Before opening KYC webview, tell the customer:

We need to verify your identity before you can send money.

During KYC:

Please follow the verification steps.

After return:

Checking your verification status...

If pending:

Your verification is being processed. We will update the status shortly.

If action is required:

Please continue verification to complete your profile.

---

15. Funding UX guidance

Before opening funding webview, show:

• amount to pay;
• transfer reference;
• recipient summary;
• payment method summary where available.

Message example:

You will now securely complete payment.

After return:

Checking your payment status...

If funding is pending:

Your payment is being processed. We will update the transfer status shortly.
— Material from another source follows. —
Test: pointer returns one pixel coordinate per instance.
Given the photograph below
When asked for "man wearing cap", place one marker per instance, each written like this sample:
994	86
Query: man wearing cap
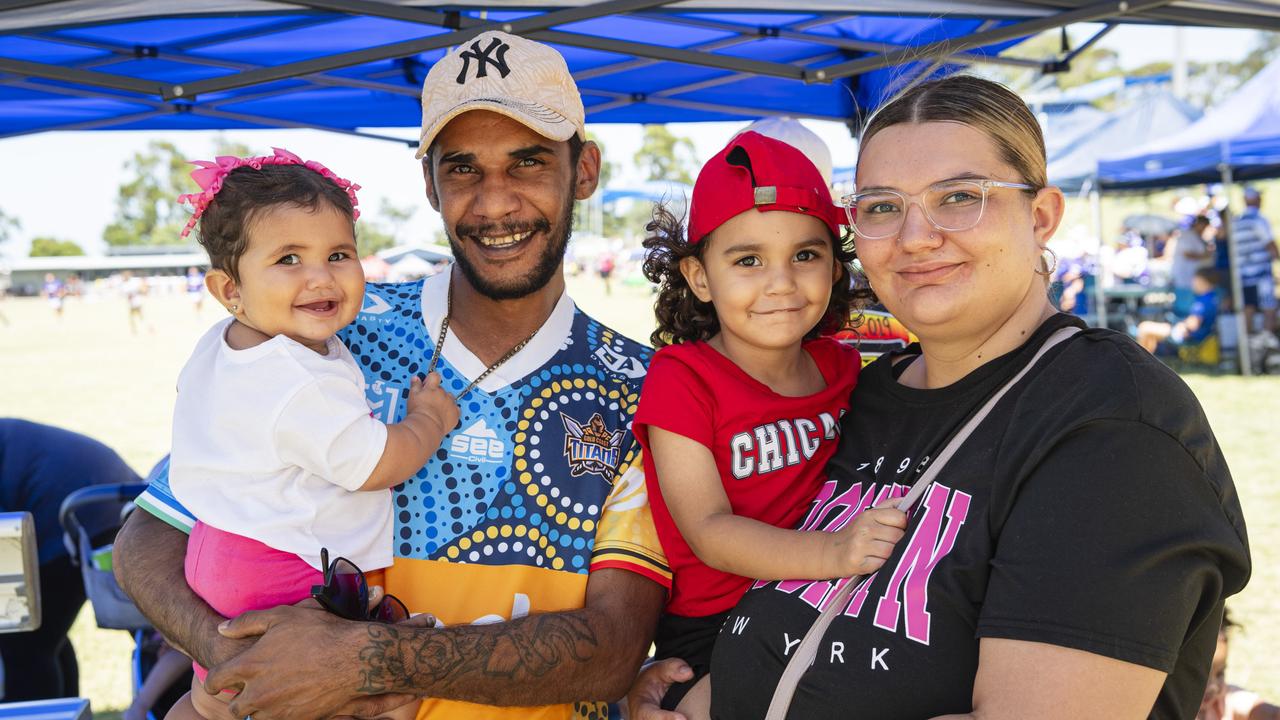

If funding failed or cancelled:

Payment was not completed. Please review the transfer and try again if available.

---

16. Polling after webview close

After the webview closes, poll the relevant API.

KYC polling

GET /v1/core/kyc-sessions/{kycSessionId}

Recommended polling:

Immediate check
Wait 2 seconds
Wait 5 seconds
Wait 10 seconds
Then show pending state if not final

Transfer polling

GET /v1/core/transfers/{transferId}

Recommended polling:

Immediate check
Wait 2 seconds
Wait 5 seconds
Wait 10 seconds
Then show latest returned state

Avoid aggressive polling.

---

17. Webview security rules

The partner app must:

• open only URLs returned by the API;
• validate that the URL host is expected;
• not modify URL query parameters unless instructed;
• not inject JavaScript;
• not inspect sensitive form fields;
• not store sensitive values entered into the webview;
• not use the webview to bypass API state checks;
• not assume webview completion without API verification.

---

18. URL validation

Before opening a webview URL, the partner app should check:

• URL is HTTPS;
• URL host is expected;
• URL is not empty;
• URL has not obviously expired if expiry is returned;
• URL belongs to the current customer journey.

Example expected host:

api.yes.cash

---

19. Handling errors from webview launch

---

20. App resume checklist

When the app resumes after webview:

• restore customer session;
• check access-token validity;
• refresh token if needed;
• fetch latest KYC or transfer state;
• show next action;
• log correlation ID;
• do not repeat the previous POST action unless required and idempotent.

---

21. Common implementation mistakes

---

22. Support information to provide

When escalating a webview issue, provide:

• webview type: KYC or funding;
• timestamp;
• customer journey step;
• endpoint that returned the URL;
• kycSessionId or fundingSessionId;
• transferId, if funding-related;
• X-Correlation-Id;
• browser or app component used;
• device OS and app version;
• sanitized error message or screenshot, if allowed.

Do not send:

• customer identity document images;
• payment instrument data;
• access tokens;
• refresh tokens;
• passwords;
• OTP values.

---

23. Certification checklist

Before go-live, confirm:

• KYC webview opens correctly;
• KYC webview return is handled;
• KYC status is fetched after return;
• KYC timeout is handled;
• funding webview opens correctly;
• funding webview return is handled;
• transfer detail is fetched after return;
• customer cancellation is handled;
• expired webview sessions are handled;
• duplicate webview launches are prevented;
• token refresh works after app resume;
• app state survives background/foreground transition;
• support logs include correlation ID and session IDs;
• no sensitive webview data is logged or scraped.